2. Another solution is to take a closer look at the lottery
case in particular and point out some considerations that might make this case
exceptional. With a
lottery draw where Lottie has already purchased a ticket, one can do a cost-benefit
analysis: while there is a very small chance that she will have a huge
payoff, now that she already has the ticket, it costs her nothing to keep it
and check the result-- or at any rate, it actually costs her less energy to
keep the ticket and check the result (in whatever fashion is most convenient to
her) than it does to tear the ticket up and throw it away. So tearing up the
ticket is irrational because it a loss to her. The value of the ticket before
the draw may be much less than the $2 or whatever she paid for it, but because
the payoff is so large, it's probably worth more than a penny-- it might be
worth something between a nickel and dime. Most people don't throw away nickels
and dimes. On the other hand, my being able to walk home might be of
considerable benefit to me, much more, quantitatively, than the cost of risking
the extremely low probability of being struck by lightning.

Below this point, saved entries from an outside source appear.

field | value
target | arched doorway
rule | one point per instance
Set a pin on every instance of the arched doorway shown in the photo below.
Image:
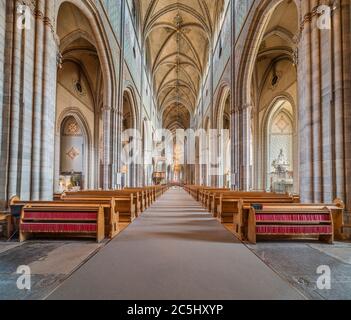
(279, 148)
(128, 140)
(224, 127)
(266, 80)
(74, 155)
(81, 90)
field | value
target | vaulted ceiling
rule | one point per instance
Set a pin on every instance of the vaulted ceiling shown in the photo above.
(178, 36)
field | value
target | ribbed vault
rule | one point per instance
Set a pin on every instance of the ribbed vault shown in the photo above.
(177, 36)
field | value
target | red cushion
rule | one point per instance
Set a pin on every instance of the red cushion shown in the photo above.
(59, 227)
(293, 217)
(294, 230)
(32, 215)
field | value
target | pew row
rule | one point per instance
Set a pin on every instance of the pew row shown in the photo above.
(291, 223)
(127, 204)
(59, 219)
(111, 215)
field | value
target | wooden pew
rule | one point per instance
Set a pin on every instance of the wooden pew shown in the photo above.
(229, 202)
(117, 194)
(5, 218)
(337, 209)
(58, 219)
(111, 215)
(290, 222)
(124, 202)
(145, 196)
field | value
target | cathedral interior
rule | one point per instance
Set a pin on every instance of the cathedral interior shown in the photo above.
(175, 149)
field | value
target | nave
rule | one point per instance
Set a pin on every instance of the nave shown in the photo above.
(175, 250)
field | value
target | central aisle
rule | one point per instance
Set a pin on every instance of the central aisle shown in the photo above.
(175, 250)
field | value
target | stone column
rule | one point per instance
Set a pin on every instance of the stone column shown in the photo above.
(343, 161)
(27, 95)
(317, 145)
(305, 106)
(6, 33)
(106, 115)
(234, 147)
(37, 100)
(245, 167)
(15, 107)
(49, 104)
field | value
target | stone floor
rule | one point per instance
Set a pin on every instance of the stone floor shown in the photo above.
(185, 245)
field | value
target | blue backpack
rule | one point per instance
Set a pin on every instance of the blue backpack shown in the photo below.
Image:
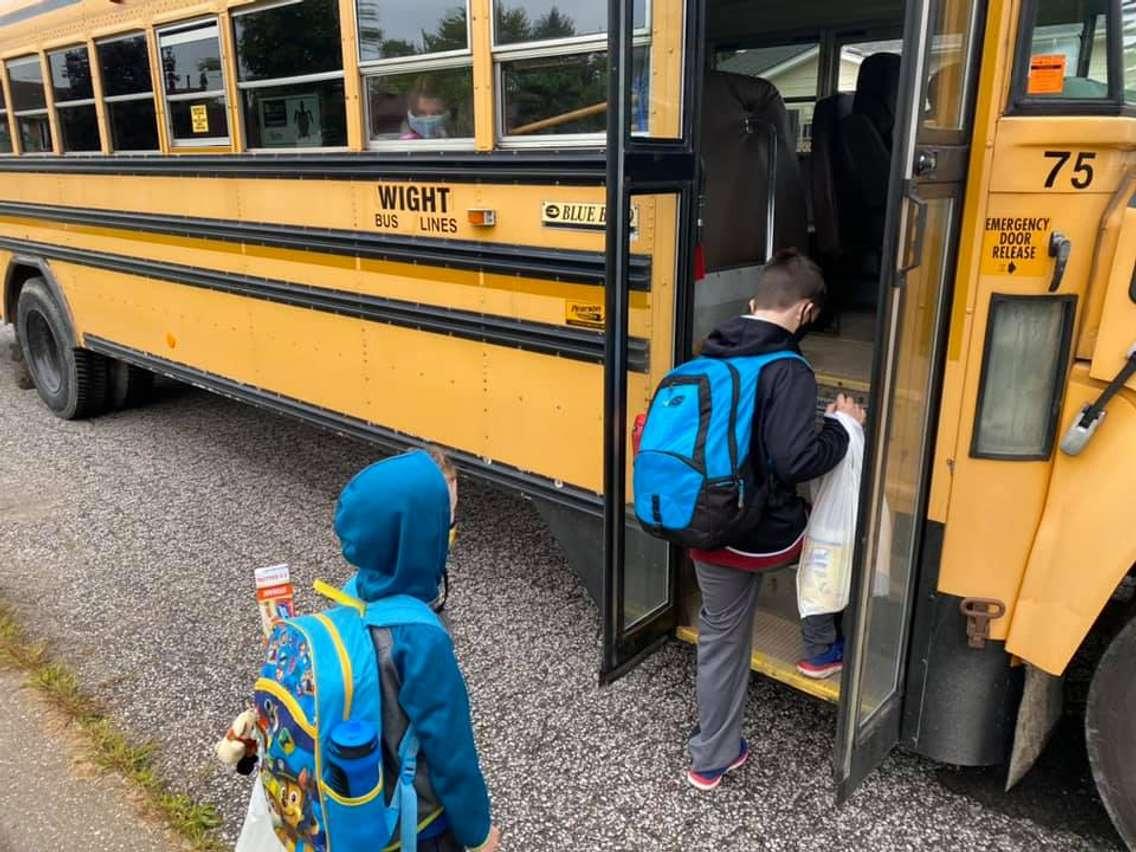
(694, 482)
(319, 670)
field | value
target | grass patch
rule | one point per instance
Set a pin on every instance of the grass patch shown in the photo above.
(109, 748)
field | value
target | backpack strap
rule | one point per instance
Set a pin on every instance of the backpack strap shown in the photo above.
(404, 800)
(399, 610)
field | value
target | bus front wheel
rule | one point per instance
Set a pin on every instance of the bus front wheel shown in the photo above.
(1110, 731)
(72, 382)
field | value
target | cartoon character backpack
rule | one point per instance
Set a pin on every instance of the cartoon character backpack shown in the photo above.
(694, 482)
(319, 720)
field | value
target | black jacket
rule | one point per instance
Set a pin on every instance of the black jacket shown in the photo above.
(784, 429)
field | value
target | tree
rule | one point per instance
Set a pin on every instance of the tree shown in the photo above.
(286, 41)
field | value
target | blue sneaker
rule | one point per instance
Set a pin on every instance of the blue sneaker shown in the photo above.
(711, 778)
(824, 665)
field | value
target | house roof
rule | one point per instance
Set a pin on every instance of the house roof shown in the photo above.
(757, 61)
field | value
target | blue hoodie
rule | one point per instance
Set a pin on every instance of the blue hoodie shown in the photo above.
(393, 520)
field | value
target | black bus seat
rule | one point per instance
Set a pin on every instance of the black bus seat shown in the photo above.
(867, 139)
(828, 173)
(749, 157)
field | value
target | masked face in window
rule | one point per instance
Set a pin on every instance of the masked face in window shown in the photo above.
(427, 117)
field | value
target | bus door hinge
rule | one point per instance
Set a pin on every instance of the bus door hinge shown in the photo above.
(979, 612)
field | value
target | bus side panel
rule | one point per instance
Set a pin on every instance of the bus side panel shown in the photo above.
(534, 411)
(5, 260)
(1117, 333)
(996, 504)
(1084, 545)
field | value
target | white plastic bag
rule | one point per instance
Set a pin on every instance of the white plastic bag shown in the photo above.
(824, 576)
(257, 835)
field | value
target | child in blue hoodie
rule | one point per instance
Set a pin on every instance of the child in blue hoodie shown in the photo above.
(393, 520)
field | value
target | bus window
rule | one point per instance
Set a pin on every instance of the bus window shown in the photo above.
(74, 99)
(30, 105)
(127, 90)
(852, 56)
(399, 28)
(194, 84)
(5, 130)
(417, 73)
(793, 69)
(290, 72)
(1068, 51)
(428, 106)
(1128, 41)
(552, 71)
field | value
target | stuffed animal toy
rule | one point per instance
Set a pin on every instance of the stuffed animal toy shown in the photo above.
(239, 748)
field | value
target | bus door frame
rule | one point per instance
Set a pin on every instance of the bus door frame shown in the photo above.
(928, 166)
(638, 165)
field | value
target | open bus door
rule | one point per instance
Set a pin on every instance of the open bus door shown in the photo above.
(648, 166)
(928, 169)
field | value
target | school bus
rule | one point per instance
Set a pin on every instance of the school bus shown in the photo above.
(495, 224)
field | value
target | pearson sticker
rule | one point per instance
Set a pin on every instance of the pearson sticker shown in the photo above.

I like this solution better than previous one because it
remains an externalist account, but I don't like that it deflates the
interesting distinction between modal probability and modal (physical)
potential through basically a game theory analysis***.
_____
*How to interpret “knowledge” of future events is of course an ancient problem going back to Aristotle’s “sea battle” example, but more recent developments in modal logic look to have solved this problem.
**Initially I had thought that modal distance could just be
put together with probability over possible worlds in a simple way, as a ratio,
but I found that this yielded bad results, e.g. it would have said
that a given outcome in a lottery ball draw with fifty possible outcomes was
modally closer than a given outcome in a coin flip with two
possible outcomes, even though the inertia displacement from outcome to outcome
is roughly the same for both scenarios.
***Actually, I'm surprised Pritchard doesn't bring up game theory in his account of luck and risk. I wonder how he sees game theory fitting in with his account? I'm not sure that he really wants to rule out probability for modal distance altogether so much as say that the safety principle can't be reduced to a simple probability, i.e. 1/(# of possible outcomes). A game theoretical account could of course fully accommodate Bayesian induction.